A story broken by the Daily Times found that large quantities of sewage, and industrial pollutants are discharged into the wastewater drains of the city without prior treatment.
It was discovered that the Environment Protection Department had issued notices to about 250 industrial units and housing societies over discharging untreated water into Hadyara Drain. A year later only 18 had installed the water treatment plants.
Hadyara Drain water has in fact been deemed unfit for irrigation by several environmental bodies as it does not meet the National Environmental Quality Standards (NEQS) devised for industrial effluents.

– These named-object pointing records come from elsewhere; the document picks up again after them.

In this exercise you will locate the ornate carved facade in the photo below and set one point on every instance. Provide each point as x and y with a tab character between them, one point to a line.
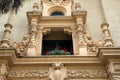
58	46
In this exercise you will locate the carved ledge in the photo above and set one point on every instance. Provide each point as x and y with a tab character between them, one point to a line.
77	73
28	73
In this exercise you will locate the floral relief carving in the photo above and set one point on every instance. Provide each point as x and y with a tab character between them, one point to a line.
87	73
28	73
116	66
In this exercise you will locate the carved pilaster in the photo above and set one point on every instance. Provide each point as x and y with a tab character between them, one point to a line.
77	6
114	70
75	41
6	39
80	32
39	38
3	71
107	38
35	7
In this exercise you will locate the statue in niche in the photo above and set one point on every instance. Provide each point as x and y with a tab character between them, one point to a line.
92	47
58	72
21	47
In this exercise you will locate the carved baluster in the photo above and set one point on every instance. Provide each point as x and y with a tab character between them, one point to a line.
114	70
75	41
39	42
35	7
3	71
80	31
107	38
77	6
7	32
32	44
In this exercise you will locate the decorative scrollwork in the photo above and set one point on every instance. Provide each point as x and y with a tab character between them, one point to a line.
28	73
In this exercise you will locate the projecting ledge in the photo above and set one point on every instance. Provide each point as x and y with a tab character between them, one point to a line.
107	53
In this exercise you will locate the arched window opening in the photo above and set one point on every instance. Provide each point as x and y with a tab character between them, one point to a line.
57	13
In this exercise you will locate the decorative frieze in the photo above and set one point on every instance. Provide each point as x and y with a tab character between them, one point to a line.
28	73
77	73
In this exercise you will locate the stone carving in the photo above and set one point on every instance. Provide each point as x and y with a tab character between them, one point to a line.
87	73
108	42
117	66
3	71
28	73
5	42
21	47
58	72
116	78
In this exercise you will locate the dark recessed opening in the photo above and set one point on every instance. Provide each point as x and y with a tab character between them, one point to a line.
57	43
57	13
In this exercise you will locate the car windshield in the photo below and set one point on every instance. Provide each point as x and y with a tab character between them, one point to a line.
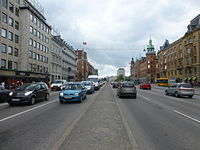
93	79
73	87
186	85
58	81
26	87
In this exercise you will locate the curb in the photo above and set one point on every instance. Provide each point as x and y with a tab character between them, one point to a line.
69	129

Hadyara Drain originates from the Indian Punjab and enters Pakistan at village Laloo. It is a stormwater drain used for irrigation and to drain water into the River Ravi. It is the only drain situated in the southern part of Lahore, making the finding even more significant.

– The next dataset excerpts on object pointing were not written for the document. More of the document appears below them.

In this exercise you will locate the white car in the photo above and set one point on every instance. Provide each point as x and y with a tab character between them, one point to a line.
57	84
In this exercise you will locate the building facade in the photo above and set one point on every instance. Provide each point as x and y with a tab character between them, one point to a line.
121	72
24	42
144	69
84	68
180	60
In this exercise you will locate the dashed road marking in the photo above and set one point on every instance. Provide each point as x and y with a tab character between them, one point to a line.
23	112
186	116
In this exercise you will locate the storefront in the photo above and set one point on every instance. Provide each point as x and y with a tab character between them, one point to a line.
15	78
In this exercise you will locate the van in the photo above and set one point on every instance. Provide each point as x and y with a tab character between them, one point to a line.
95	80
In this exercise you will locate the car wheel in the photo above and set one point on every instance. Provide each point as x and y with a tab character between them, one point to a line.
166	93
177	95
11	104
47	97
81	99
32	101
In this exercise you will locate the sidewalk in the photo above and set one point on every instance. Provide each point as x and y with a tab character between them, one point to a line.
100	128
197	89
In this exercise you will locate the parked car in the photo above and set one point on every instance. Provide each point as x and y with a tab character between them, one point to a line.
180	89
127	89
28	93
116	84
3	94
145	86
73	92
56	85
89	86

WWF Pakistan conducted their own study into the drain, analysing several health hazards connected with the drain. “Investigations have revealed that the water contains high concentration of metals. Long-term irrigation from Hadyara Drain may have resulted in the accumulation of higher concentrations of metals in the surface soil. This could have been toxic for the soil fauna and flora and might have been introduced into the food chain as well,” the study said.
Vegetables contaminated with heavy metals may lead to headache, cramps and nausea. Other studies have found that heavy metal toxins may lead to cancer, renal damage, hepatitis, cardiovascular diseases and nervous system damage.
It is vital that drain water is treated if used for irrigation purposes.